![](https://github.com/destination-earth/DestinE-DataLake-Lab/blob/main/img/DestinE-banner.jpg?raw=true)



# DEDL - HDA Tutorial - Queryables

<br> Author: EUMETSAT </br>

<div class="alert alert-block alert-success">
<h3>How to use the queryables API</h3>
The queryables API returns a list of variable terms that can be used for filtering the specified collection.     

This notebook demonstrates how to filter data in a specific collection using the list of variable terms returned by the queryables API. 
</div>

Throughout this notebook, you will learn:

1. [Authenticate](#Authenticate): How to authenticate for searching and access *DEDL* collections. 
2. [Queryables](#Queryables): How to exploit the STAC API filter extension features.
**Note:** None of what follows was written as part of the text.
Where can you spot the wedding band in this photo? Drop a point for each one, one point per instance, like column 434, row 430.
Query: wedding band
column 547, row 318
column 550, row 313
The "queryables" API helps users to determine the property names and types available for filtering data.
3. [Search data](#Search):  How to search *DEDL* data using filters obtained by the "queryables" API.
4. [Download data](#Download): How to download *DEDL* data through HDA.


The detailed HDA API and definition of each endpoint and parameters is available in the HDA Swagger UI at: 
[ STAC API - Filter Extension ](https://hda.data.destination-earth.eu/docs/#/STAC%20API%20-%20Filter%20Extension)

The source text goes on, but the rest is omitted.